It’s been some time since I have felt so undone since the passing of my late wife Kate, but today is proving to be one of those days. Sitting in a coffeehouse in West Seattle looking out at the beauty of my hometown sobbing without any way of hiding from anyone, and wanting to run from the pain gripping my chest. The knot in my throat makes it impossible to speak, and if I could, I am not sure what would escape due to the pain.
I often think of just moving to the mountains, hanging in my trailer, my old dog and gal putting up with me in my sweats and being off the grid. No Facebook, Gmail or cell coverage. Sounds good, right?
The urge to run has been stronger and louder of late due to the emails I have been receiving nonstop in response to my moment with The Moth, my night of storytelling. Each letter is filled with emotions and feelings that I really did not think would rise up when I agreed to speak that night earlier this year.
I wrote to a woman who said she was driving 60 miles an hour through L.A. crying so hard she wondered if she should be behind the wheel of a car. Another letter came from a man who moved into the neighborhood where Kate and I had lived; offering condolences, and perhaps having a coffee or wine someday.
As the letters keep coming and the stories of others pain, and the honesty these strangers are willing to share about my story effecting them, I can’t help, but want to comfort them. Being impossible to take that pain away, I have to remember that from feeling that pain we find compassion and learn very difficult lessons.
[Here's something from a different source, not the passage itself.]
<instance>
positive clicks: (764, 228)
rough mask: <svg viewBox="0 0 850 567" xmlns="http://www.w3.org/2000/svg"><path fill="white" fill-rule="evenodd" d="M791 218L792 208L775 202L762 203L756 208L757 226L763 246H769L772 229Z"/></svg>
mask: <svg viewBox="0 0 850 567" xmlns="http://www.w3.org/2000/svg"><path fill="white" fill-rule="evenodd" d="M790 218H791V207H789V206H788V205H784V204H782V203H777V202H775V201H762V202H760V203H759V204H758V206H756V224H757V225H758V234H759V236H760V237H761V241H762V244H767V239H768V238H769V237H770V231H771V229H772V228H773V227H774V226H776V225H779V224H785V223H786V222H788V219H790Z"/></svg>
I think that’s how it is done for all of us if we are awake and willing to feel with our hearts. That pain is real and it has been teaching me each day not run away. These stories are a vivid reminder to me of how much more can be done.
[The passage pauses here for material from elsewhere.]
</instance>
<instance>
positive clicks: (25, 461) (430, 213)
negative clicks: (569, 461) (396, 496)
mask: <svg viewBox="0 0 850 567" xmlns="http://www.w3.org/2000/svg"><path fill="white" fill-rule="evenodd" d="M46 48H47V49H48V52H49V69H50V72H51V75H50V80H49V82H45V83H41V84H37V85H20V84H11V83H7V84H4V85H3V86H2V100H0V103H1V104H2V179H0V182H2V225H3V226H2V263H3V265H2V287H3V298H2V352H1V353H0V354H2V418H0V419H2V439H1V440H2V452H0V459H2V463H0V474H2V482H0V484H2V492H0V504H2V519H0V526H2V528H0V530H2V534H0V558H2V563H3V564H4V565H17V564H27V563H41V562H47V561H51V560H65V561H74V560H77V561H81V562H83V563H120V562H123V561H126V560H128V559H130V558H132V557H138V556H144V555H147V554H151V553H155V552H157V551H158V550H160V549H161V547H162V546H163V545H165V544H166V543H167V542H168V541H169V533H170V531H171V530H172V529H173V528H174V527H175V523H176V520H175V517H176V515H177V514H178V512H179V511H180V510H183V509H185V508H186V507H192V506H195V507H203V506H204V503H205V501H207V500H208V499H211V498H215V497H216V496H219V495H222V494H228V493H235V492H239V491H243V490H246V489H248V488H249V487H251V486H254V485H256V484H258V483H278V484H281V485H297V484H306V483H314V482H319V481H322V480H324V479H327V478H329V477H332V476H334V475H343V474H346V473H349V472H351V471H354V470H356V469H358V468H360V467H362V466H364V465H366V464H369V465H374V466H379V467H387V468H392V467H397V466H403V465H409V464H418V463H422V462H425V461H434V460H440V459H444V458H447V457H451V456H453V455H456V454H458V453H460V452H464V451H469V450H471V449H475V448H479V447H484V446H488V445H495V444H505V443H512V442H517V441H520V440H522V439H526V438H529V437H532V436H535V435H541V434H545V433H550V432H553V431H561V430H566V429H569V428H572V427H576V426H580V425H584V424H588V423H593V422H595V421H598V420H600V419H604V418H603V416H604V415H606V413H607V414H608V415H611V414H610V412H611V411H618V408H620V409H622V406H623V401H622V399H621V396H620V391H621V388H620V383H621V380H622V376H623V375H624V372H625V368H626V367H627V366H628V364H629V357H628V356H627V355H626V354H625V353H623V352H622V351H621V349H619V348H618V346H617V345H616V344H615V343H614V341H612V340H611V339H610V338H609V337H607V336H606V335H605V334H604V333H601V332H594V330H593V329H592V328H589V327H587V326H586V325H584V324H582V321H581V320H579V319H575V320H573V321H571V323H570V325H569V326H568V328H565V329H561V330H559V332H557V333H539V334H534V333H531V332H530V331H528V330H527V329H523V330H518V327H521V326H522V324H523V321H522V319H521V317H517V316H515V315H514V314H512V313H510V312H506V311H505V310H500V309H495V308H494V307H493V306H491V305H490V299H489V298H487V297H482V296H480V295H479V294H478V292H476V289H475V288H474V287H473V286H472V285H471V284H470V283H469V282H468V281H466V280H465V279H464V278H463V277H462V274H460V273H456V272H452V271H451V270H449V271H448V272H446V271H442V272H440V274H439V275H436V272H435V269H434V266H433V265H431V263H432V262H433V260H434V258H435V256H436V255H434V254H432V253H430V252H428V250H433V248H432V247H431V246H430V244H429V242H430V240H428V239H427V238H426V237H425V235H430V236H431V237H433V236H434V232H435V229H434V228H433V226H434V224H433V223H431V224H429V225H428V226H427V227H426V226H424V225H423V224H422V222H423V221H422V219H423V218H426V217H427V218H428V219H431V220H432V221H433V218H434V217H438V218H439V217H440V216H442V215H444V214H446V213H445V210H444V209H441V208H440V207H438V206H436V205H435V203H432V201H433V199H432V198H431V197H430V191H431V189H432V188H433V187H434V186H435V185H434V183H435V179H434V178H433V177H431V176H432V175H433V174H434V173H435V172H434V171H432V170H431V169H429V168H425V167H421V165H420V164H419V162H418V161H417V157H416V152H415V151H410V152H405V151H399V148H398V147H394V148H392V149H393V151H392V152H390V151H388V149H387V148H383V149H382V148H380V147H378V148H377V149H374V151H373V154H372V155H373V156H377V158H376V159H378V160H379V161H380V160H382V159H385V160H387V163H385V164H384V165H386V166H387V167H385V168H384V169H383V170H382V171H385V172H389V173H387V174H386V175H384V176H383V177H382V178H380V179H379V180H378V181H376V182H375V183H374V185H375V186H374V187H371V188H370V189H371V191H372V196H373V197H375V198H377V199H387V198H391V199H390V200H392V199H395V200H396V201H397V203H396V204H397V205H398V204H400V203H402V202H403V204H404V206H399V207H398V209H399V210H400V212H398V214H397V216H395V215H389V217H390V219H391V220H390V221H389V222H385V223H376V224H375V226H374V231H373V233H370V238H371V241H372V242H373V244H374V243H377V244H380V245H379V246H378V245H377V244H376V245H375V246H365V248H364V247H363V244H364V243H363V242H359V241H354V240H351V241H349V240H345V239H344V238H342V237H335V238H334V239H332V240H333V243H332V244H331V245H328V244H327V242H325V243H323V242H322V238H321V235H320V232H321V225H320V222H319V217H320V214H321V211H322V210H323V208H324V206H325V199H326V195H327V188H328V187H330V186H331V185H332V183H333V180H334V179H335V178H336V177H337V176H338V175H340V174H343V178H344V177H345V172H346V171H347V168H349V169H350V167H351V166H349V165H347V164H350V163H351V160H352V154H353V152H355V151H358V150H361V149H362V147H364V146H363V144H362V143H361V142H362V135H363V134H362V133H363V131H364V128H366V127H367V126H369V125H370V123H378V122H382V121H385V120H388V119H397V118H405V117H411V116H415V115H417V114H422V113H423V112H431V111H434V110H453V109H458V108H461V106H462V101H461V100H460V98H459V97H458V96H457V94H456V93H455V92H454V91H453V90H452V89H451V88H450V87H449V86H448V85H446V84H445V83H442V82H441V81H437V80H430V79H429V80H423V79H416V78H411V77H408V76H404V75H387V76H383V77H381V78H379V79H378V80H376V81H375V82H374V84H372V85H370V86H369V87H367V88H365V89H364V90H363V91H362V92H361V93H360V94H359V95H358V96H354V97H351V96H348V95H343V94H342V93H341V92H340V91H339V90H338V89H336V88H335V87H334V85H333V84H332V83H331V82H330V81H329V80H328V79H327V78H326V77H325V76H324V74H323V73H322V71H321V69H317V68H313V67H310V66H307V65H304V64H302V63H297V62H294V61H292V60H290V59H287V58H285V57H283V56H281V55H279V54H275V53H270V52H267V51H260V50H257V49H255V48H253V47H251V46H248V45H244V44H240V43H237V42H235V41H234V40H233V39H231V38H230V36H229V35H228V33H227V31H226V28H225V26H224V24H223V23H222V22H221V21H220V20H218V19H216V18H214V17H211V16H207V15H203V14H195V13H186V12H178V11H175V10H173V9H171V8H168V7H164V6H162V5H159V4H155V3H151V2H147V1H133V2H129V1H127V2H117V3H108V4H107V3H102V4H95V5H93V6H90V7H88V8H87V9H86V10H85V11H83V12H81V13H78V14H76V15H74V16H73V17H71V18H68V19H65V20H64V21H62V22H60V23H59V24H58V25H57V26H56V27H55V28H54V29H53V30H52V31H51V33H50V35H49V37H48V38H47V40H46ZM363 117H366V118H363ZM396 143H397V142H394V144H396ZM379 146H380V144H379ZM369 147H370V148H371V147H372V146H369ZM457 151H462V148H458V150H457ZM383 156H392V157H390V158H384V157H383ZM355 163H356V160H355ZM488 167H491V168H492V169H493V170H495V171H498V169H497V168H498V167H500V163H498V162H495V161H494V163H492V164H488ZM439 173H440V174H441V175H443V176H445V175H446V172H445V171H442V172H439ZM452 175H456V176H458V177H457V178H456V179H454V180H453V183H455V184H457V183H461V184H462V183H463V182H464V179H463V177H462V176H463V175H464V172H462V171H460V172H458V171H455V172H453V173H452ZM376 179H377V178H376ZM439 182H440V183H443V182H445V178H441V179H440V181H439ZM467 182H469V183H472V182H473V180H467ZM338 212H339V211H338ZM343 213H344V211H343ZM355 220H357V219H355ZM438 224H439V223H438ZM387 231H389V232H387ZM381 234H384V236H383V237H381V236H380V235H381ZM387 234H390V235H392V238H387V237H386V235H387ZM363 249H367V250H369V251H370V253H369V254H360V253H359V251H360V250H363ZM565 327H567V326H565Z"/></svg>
It struck me as odd when asked if by telling of that night, have I had time to grieve. The answer is yes, grief does not wait for you to come to it, she has a very cunning way of finding you, making you stop and deal with what needs to be worked out.
But there is more to this story…I never want to live in that moment very long, it has a place in my world, to serve to move me onto the next part of my life and what unfolds. I have promised myself not to dwell in the discomfort of being stuck, nor longing for things to be different. I have to move forward, to live with the knowledge I can do this life, and yes breathe in what it has to offer up to me.
One lady asked very passionately if she might have permission to sign her emails with “Be a light. Be a flame. Be a beacon”. I thought of how powerfully those words changed my life and how I never wanted anyone to take them as their own. I understood her request, but for me it was my gift from Kate and with that…
Be a light. Be a flame. Be a beacon.